In occupied Palestine, youth as a political category has also been through some major changes and reversals. The “shabaab” of the first Intifada was a political category that expressed the degree to which youth (particularly male youth) were perceived as the active and leading agents of national resistance (Peteet 1994, Collins 2004). In the Oslo period, “youth” then turned into a social policy category, a social problem in need of interventions such as jobs or education (Bornstein 2001). In the second Intifada, “fighters” replaced “shabaab” as the main agents of resistance, perhaps suggesting that militarization creates political categories that overshadow the demographic or social dimensions of who fighters are (Bucaille 2006).
In all cases, what is clear is that the “youth” category in the occupied territories has overwhelmingly been defined in terms of the experiences, actions and problems of young men. Young women are statistically present in youth surveys and are measured equally with their male counterparts, but the overriding issues and perspectives that are focused on rarely capture the specific gendered experiences of female youth in comparison to male youth. Instead, female youth are usually studied as part of the category “women.” In reports focused on gender issues, if they appear it is as a demographic category—“young women,”—rather than being studied for themselves, as youth.

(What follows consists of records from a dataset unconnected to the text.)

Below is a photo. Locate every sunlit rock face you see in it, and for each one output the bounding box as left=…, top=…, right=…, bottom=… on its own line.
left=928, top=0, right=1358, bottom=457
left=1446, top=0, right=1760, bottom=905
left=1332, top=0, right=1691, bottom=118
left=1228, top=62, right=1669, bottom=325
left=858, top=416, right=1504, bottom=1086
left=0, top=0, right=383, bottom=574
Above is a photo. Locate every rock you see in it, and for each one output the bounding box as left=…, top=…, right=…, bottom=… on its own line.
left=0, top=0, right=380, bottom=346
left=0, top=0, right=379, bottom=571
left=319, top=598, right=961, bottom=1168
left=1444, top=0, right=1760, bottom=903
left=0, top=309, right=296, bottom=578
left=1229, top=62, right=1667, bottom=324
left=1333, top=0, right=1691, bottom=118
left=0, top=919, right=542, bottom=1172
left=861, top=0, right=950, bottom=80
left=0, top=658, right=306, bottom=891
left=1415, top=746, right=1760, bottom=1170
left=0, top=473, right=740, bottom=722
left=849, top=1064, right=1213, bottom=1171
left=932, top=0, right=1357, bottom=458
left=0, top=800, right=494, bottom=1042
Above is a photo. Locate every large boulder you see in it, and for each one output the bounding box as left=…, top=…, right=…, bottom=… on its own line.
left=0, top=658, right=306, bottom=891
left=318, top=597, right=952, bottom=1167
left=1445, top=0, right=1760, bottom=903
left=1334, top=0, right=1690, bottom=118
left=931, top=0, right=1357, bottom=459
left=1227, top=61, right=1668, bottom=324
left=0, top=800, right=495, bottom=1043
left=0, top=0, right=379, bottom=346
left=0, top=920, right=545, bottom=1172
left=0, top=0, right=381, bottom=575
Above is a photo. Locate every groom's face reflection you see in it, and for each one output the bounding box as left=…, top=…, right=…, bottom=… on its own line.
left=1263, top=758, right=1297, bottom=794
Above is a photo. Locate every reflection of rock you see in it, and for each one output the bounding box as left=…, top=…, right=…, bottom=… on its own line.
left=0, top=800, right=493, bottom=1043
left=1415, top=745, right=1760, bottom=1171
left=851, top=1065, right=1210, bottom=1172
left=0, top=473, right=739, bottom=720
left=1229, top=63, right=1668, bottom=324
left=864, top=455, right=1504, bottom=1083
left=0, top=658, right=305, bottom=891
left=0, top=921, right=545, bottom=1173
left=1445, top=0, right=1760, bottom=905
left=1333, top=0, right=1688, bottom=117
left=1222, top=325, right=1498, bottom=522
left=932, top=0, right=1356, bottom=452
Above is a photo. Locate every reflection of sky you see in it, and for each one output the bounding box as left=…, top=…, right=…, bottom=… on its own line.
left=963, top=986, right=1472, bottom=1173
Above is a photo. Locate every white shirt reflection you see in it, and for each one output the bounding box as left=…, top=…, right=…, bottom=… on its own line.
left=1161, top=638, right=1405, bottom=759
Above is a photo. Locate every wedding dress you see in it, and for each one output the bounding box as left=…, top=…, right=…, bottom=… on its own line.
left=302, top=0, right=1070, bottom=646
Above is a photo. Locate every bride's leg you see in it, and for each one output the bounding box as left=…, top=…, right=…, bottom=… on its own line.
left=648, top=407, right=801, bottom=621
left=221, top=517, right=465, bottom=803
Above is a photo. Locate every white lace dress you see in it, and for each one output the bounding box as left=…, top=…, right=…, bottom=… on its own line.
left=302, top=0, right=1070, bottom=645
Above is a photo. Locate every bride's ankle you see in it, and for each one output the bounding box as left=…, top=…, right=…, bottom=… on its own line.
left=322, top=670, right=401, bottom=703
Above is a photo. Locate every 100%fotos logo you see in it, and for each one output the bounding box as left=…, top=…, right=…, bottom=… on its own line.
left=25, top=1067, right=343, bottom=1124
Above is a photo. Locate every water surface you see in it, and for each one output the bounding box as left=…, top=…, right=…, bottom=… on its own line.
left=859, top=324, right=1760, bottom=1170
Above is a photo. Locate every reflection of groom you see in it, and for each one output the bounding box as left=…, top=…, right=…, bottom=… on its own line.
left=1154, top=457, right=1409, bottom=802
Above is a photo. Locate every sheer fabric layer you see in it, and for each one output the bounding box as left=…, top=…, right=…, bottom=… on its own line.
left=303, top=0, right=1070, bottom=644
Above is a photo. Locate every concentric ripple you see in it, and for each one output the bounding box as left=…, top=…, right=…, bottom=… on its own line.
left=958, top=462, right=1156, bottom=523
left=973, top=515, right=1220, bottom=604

These distinctions and omissions are important. They are not only about definitions but how we produce knowledge that can result in marginalizing and hiding the experiences of whole social sectors. If young people are only understood from the perspective of young men, and if young women are only understood from the perspective of older women, then clearly the knowledge we produce both about youth and women is partial and problematic.